Identify the decision maker

How to get patients educated on all this? Dearing suggests identifying the healthcare decision maker for the family. Is it the senior? The spouse? The son or daughter? Once you figure that out, have that person in during the patient visit while you are explaining the Medicare D changes. It may cost you some time initially, but it pays off in the end, for them and for you.

“Taking that time up front with the key caregiver is worth its weight in gold,” Dearing says. “If you do that, you’ve got the whole family fixed.”

Another tip: Be careful what specialists you refer to, advises King.

He explains that most primary-care physicians are now familiar with prescribing the cheapest possible drugs for seniors on Part D - but not all subspecialists are.

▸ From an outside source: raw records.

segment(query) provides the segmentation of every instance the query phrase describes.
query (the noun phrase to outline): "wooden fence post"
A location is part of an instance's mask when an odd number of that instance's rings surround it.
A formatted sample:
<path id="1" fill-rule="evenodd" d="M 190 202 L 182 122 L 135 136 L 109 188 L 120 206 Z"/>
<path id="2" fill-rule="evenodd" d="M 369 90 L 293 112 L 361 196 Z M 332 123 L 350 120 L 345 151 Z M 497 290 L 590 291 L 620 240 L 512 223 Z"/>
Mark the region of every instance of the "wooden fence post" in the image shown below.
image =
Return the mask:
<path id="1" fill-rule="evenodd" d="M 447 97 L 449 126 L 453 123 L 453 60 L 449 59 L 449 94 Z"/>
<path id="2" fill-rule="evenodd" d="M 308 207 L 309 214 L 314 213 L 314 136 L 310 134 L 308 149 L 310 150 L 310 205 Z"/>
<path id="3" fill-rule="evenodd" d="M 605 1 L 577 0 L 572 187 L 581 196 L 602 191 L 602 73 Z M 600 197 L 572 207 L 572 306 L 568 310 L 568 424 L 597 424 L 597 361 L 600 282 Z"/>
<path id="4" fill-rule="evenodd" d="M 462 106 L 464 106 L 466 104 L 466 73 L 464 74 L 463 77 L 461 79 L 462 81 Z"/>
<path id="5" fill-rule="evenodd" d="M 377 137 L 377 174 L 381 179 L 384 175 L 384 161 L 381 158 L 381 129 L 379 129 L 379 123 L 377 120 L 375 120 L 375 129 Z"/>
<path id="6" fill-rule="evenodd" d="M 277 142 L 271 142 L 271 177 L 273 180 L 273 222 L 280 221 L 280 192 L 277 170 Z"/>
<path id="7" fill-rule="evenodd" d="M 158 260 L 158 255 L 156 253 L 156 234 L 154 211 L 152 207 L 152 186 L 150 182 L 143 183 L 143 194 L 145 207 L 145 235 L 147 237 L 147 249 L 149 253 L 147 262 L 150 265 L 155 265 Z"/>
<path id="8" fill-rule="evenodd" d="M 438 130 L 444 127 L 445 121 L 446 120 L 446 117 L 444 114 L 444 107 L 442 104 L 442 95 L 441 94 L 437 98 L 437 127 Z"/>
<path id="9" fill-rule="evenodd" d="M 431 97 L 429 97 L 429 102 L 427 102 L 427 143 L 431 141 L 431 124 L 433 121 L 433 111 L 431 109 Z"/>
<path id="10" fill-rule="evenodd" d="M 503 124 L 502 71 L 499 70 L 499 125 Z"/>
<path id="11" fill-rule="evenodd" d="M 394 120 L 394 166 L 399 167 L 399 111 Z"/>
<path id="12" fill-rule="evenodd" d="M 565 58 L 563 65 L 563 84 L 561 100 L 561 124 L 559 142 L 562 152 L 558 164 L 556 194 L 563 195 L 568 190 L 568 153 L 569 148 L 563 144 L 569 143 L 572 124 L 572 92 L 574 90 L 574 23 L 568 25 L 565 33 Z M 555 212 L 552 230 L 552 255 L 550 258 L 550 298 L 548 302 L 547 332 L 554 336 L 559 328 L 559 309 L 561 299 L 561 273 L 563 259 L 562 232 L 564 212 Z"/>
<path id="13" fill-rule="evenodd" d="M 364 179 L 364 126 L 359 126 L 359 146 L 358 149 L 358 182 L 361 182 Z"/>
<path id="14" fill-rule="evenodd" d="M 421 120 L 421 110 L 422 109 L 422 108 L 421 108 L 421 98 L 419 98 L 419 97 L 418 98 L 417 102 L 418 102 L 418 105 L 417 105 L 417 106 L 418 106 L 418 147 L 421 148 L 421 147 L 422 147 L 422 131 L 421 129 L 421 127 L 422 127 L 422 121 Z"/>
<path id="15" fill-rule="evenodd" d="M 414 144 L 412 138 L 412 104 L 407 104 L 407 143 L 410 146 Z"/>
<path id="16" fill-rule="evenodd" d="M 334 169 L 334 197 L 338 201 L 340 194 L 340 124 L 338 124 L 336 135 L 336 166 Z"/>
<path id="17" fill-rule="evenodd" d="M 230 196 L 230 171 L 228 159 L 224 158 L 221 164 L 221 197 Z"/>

And often, after a visit with a specialist, a senior will call or come see his primary-care doctor flummoxed about how he’s going to pay for the expensive drugs the specialist just prescribed, Dearing says.

From there, the primary-care physician has to call the specialist and talk to him about generics the patient might be able to take, or she may have to take over trying to fight with the patient’s plan to get the drugs.

Why not just push that burden onto the doctor who wrote the prescription? Because then the patient might get left out in the cold, Dearing says. Ultimately, as a senior’s primary-care physician, he feels it’s his duty to coordinate all patient care and drugs, even if it means more work for him.

“Just try to make sure you are referring to people you can work with,” he adds.

Though Medicare Part D looks like it’s here for the long haul, there may be some revisions to it in the not-too-distant future as Congress looks at how it can be improved, says Gottlich. She predicts there may eventually be limits on how many plans can be offered in a given market, and that the appeals process may be made less onerous.

And no doctors will argue with that, she adds.